Wiki: Lesson 2

nminhptnk · February 27, 2018, 11:50am

If you are trying a new dataset like me, please check if your training dataset is too small. In that case you need to set a lower batch size e.g. bs = 2.

GregFet · February 27, 2018, 2:52pm

Just ignored. Works fine.

alessa · February 27, 2018, 4:08pm

Python accepts multiple assignment statement for ex

x1,y1 = 2,3 # point one
x2,y2 = 6,8 # point two
m,b = float(y1-y2)/(x1-x2), y1-float(y1-y2)/(x1-x2)*x1

if you type ??data.resize() or data.resize() and shift+tab you will see that the second argument is new_path so I guess tmp is the folder where the modified image will be stored.

If you type again ??accuracy() you will find out the method code. Accuracy is usually comparing the predicted_labels with the ground_truth labels and is saying how many of them were correct. So an accuracy of 90% is interpreted as 90% of the data was correct classified

jk23541 · February 27, 2018, 9:57pm

Thanks so much!

balnazzar · March 1, 2018, 12:27pm

That’s very strange.

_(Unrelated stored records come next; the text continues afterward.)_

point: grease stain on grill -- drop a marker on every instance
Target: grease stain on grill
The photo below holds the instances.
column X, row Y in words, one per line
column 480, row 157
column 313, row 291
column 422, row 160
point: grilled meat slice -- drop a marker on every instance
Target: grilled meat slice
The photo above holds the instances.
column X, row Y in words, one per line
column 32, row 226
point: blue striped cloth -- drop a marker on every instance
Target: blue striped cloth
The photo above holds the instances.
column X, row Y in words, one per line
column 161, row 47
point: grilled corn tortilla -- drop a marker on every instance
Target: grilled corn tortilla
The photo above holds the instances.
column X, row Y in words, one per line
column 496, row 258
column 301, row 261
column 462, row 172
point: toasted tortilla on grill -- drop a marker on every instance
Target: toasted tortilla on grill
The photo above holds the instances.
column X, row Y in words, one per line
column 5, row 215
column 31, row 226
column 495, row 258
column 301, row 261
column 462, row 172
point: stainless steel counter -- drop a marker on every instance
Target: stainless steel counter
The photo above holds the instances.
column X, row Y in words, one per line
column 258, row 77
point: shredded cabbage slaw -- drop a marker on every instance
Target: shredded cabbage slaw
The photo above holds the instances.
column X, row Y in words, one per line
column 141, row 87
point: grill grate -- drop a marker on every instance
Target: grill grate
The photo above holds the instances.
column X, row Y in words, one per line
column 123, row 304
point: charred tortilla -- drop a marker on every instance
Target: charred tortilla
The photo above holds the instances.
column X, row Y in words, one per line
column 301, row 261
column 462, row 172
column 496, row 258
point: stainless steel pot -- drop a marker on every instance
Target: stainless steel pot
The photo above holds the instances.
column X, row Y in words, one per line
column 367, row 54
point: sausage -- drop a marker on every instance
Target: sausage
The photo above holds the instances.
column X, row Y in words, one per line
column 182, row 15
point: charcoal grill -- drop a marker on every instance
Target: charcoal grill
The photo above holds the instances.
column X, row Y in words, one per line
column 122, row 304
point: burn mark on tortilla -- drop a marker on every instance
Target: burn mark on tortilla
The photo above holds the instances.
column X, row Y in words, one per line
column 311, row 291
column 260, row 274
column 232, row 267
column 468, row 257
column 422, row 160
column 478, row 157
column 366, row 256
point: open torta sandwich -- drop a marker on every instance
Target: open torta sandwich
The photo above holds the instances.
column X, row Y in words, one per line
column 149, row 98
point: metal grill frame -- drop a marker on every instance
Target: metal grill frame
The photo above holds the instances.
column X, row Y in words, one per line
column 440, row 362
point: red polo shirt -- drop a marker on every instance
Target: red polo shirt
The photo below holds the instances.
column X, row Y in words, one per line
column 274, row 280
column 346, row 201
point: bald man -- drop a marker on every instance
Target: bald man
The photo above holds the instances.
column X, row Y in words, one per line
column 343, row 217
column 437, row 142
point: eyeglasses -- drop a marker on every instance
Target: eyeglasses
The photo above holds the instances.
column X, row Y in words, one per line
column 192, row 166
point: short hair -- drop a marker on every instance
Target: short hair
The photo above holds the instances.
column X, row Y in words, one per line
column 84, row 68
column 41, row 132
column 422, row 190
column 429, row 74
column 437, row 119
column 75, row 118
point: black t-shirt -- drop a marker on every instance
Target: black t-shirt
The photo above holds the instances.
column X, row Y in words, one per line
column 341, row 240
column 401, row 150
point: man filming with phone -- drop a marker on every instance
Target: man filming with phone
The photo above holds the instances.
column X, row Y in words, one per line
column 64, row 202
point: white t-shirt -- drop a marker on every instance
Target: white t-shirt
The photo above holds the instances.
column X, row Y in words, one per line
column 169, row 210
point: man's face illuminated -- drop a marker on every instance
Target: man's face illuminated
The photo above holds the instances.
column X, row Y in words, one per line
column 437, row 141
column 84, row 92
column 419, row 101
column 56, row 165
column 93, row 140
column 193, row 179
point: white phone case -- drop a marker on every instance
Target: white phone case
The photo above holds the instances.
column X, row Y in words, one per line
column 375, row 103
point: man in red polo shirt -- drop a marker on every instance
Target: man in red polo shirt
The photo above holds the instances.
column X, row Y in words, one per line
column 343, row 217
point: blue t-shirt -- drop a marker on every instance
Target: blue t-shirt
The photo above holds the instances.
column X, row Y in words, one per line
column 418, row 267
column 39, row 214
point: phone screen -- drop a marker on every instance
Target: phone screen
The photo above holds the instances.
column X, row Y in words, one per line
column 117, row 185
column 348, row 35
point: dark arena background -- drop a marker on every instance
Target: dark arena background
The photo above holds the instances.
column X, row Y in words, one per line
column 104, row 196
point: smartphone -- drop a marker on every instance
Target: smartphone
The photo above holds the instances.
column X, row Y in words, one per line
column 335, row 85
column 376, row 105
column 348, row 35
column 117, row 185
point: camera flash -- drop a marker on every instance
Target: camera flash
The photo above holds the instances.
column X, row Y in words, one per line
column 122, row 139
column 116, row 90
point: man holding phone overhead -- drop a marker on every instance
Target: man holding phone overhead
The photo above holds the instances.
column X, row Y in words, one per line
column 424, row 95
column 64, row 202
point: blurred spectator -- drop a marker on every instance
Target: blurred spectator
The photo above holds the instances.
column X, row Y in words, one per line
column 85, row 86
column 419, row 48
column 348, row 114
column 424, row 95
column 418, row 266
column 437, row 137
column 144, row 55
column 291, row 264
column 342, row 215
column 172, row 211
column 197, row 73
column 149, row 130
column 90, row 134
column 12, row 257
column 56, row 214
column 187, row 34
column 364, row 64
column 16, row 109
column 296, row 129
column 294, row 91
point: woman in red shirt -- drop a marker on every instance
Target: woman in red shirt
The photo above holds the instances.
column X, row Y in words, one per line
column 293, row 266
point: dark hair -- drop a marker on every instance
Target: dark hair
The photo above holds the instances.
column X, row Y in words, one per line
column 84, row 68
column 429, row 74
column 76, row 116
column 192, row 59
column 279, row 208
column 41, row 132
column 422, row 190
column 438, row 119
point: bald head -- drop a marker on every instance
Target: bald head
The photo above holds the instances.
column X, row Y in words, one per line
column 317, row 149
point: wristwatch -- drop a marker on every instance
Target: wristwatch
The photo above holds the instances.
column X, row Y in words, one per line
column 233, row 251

Can you provide your nb?

balnazzar · March 1, 2018, 7:47pm

Ok, but cuda out of memory errors should be unrelated to poor accuracy…

sidereal · March 4, 2018, 2:01pm

fastai-part1v2-p2 AMI is not available in community AMIs or Amazon Marketplac. What to do?

reshama · March 4, 2018, 4:35pm

I see it in the N. Virginia region. Did you try another region from your default?

rush86999 · March 5, 2018, 11:52pm

did anyone get this error:
No such file or directory: 'data/planet/train-jpg/train_0.jpg'

this is in lesson 2 notebook. I m using Paperspace. Do I have to download this from somewhere?

Kornel · March 7, 2018, 3:26pm

Im a bit confused, how using TTA can improve accuracy?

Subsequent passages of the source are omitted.